# Harry Potter



## Gregory Hardy (Aug 3, 2018)

This one was fun to make. Themed with Harry Potter in mind, this custom fountain pen features oak from Christ Church, Oxford, the staging site for the “Great Hall” scenes in the Harry Potter films. The pen is then trimmed (and with internal sleeves) from brown alumilite. The “lightning bolt” clip, cap band, and other rings are all bronze fashioned from sheet, and metalwork on the end finial (“Deathly Hallows” symbol) was done in nickel silver. Shown here, the pen features a Bock #5 fine nib (Beaufort Ink).

Now I need Noodlers invisible ink.  :biggrin:


----------



## Jim15 (Aug 3, 2018)

Great looking work.


----------



## Chief TomaToe (Aug 3, 2018)

Incredibly creative! I believe you knocked the "feel" of this pen out of the park.


----------



## Penultimate (Aug 3, 2018)

Really nice. And when you can't find it just say "Accio pen". 
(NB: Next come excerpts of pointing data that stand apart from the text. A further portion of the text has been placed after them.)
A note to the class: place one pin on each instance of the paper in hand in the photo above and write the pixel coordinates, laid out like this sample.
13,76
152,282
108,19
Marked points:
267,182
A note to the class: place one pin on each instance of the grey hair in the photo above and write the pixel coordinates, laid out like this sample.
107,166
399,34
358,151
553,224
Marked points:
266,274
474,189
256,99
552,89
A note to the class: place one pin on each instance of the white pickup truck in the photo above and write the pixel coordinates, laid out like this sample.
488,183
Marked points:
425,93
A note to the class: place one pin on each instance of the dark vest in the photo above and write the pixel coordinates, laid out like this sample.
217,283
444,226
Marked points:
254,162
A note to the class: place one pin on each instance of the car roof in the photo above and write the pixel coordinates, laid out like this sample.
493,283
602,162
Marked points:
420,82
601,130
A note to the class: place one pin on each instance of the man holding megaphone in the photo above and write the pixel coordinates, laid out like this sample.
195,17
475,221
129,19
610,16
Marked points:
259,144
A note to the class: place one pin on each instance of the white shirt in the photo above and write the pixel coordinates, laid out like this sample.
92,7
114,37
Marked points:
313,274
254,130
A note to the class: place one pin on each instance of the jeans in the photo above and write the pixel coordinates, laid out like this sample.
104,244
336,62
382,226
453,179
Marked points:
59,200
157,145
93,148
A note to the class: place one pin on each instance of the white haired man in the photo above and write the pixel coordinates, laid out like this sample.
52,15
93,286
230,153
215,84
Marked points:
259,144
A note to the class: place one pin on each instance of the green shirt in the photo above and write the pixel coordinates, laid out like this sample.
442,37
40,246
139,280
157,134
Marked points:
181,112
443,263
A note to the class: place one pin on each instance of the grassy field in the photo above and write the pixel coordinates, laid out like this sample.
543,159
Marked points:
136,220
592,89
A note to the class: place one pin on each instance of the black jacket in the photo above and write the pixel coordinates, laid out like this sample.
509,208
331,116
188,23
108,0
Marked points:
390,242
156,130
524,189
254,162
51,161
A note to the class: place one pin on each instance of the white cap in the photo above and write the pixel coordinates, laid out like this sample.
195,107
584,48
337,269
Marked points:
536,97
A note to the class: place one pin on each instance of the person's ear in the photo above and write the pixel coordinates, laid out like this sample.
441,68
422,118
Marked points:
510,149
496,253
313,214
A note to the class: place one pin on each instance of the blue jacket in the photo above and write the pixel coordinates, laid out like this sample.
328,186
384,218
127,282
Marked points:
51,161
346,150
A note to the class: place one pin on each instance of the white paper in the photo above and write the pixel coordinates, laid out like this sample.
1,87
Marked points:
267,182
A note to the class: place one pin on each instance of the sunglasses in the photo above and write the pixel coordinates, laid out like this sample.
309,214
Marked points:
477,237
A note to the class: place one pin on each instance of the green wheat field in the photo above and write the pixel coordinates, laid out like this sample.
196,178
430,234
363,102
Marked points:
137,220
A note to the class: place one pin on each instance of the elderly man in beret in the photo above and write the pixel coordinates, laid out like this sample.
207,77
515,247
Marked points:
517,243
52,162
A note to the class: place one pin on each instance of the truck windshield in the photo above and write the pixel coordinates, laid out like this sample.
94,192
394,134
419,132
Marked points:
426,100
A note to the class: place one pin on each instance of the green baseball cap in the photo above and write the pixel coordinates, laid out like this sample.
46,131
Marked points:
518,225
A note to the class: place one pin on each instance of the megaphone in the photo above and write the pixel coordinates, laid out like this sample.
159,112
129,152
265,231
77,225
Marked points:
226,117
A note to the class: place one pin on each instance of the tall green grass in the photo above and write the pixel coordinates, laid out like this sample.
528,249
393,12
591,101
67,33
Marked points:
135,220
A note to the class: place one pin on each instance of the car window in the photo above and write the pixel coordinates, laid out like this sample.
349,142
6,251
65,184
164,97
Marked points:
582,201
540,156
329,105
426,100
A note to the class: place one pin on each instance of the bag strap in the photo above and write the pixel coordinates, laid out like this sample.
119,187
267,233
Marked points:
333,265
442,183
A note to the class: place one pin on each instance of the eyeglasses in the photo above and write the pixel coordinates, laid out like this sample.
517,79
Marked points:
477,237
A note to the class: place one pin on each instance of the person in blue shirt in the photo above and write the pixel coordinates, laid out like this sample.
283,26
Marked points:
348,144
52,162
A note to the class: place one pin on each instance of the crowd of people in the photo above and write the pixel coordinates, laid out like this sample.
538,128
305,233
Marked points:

Sent from my iPad using Penturners.org mobile app


----------



## Gregory Hardy (Aug 4, 2018)

Thanks, folks.  I'm not sure the Potter incantation would work for me to find my lost pen.  I'm more of a Bullwinkle guy.  ("Hey, Rocky - watch me pull a rabbit out of my hat.")  I appreciate the kind words about the pen, though!


----------



## mark james (Aug 4, 2018)

I like that very much.  Everything comes together for the theme - great!


----------



## antwanmarshall (Dec 18, 2020)

Gregory Hardy said:


> This one was fun to make. Themed with Harry Potter in mind, this custom fountain pen features oak from Christ Church, Oxford, the staging site for the “Great Hall” scenes in the Harry Potter films. The pen is then trimmed (and with internal sleeves) from brown alumilite. The “lightning bolt” clip, cap band, and other rings are all bronze fashioned from sheet, and metalwork on the end finial (“Deathly Hallows” symbol) was done in nickel silver. Shown here, the pen features a Bock #5 fine nib (Beaufort Ink).
> 
> Now I need Noodlers invisible ink.  :biggrin:


Where did you get the lightning bolt clip?


----------